Protesters gather in Grand Rapids on May 30, 2020/ Photo by Stephanie Stapert (WDBM)

Nick Saba, The Undercurrent Co-Host and columnist

The topic of racial inequality and bias has been on the minds of many Americans over the past year, with the tragic deaths of black Americans at the hands of police officers becoming rallying points on the hunt for racial justice. The loose-knit group Black Lives Matter (BLM) has been the spearheading organization that has stepped forward to become both a symbol for those fighting an unjust system and a target for those in the system wanting to keep control. 
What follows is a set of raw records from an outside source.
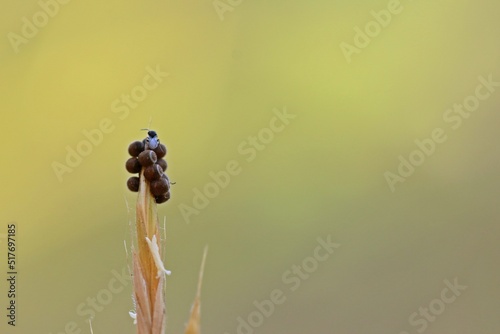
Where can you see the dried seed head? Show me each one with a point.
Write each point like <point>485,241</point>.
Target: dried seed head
<point>163,164</point>
<point>153,172</point>
<point>159,187</point>
<point>133,166</point>
<point>135,148</point>
<point>147,158</point>
<point>133,184</point>
<point>161,151</point>
<point>162,198</point>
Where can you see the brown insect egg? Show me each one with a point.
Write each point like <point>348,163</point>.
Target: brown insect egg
<point>133,165</point>
<point>133,184</point>
<point>163,164</point>
<point>161,151</point>
<point>159,187</point>
<point>147,158</point>
<point>153,172</point>
<point>135,148</point>
<point>163,198</point>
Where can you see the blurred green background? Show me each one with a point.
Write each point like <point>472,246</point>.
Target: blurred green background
<point>322,175</point>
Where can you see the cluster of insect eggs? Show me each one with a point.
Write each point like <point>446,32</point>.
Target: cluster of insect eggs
<point>149,154</point>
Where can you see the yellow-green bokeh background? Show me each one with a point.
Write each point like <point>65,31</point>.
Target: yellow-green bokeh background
<point>323,175</point>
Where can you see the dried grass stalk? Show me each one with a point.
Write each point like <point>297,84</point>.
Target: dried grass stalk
<point>193,326</point>
<point>148,273</point>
However, while the BLM movement has garnered immense popularity, its voice is still not the one in charge, and even after a change in political power at the top with the inauguration of President Joe Biden, discrepancies remain between what the current leading administration is pushing politically, and the changes groups like BLM have been demanding.

BLM did not materialize out of thin air. The idea of “Black Lives Matter” has been around since 2013 with the acquittal of officer George Zimmerman in the death of African-American teen Trayvon Martin. Since then, the group has become increasingly more organized, although it still lacks a regular leadership structure (most likely done on purpose). BLM has, however, created specific and clear demands that they believe will allow for inequality to be neutered, and racial bias in America to recede. 
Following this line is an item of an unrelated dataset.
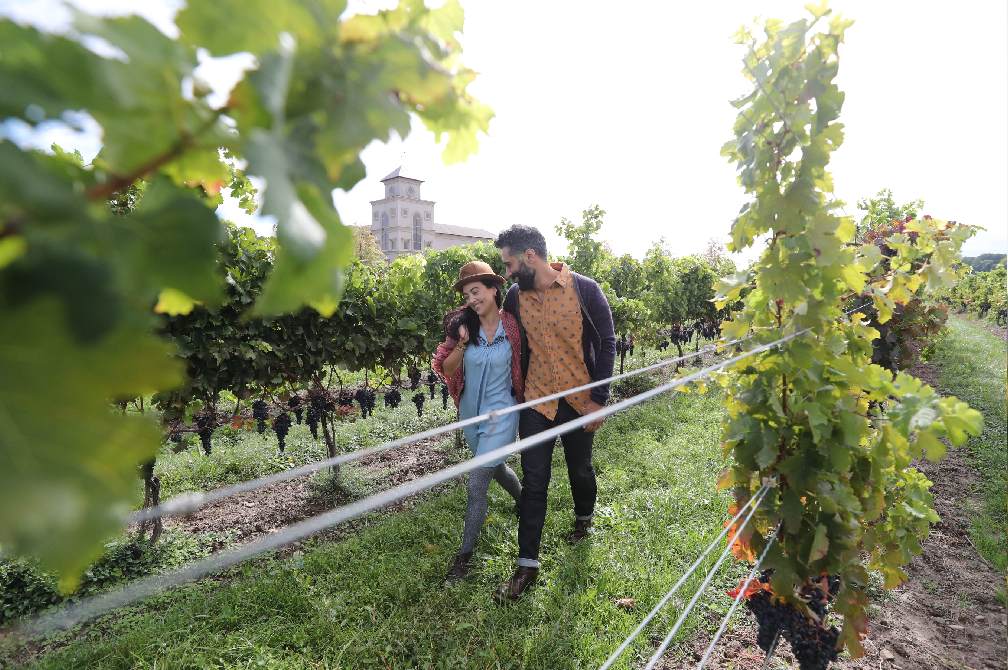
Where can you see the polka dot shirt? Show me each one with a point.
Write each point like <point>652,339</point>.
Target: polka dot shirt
<point>553,326</point>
BLM has officially created seven demands, and lists them on their website. These range from investigating the Capitol riot to defunding the police to passing the BREATHE Act. The demands, in general, have a focus on keeping their movement going and dismantling the institutions they believe allow rampant racism and inequality to flourish. 

BLM, or at least the idea surrounding it, was instrumental in convincing large groups of black voters and young voters to let their voices be heard, and it could absolutely be argued that it was critical to the Biden administration’s rise to power. Biden even became the first President in history to explicitly condemn white supremacy in his inauguration speech. 

With that being said, this does not mean that the Biden team and BLM see eye to eye on every measure, and although Biden has stated that one of his immediate focuses within his first 100 days will be race, he has not cited the specific concerns of groups like BLM.

The Biden plan to advance racial equity that is outlined on his website has notable differences to the official demands of BLM. Biden’s approach is noticeably more economic-based as opposed to the social ideas proposed by racial equality groups. 

Biden’s focus seemingly will be on things such as housing development, equal opportunity and compensation in the workforce, and small business advancement. It noticeably lacks specific attacks on the police force and systemic problems within the government. In fact, the only two mentions of “systemic racism” are on housing and calling for a “national reckoning” on justice in America without going into specifics. 

It seems as though the Biden administration will not be acting on what it may believe to be too extreme of measures proposed by BLM. Biden has pushed early on a want for “cooperation” between the right and the left political parties, but where does that leave groups like BLM, who technically have no political alliance?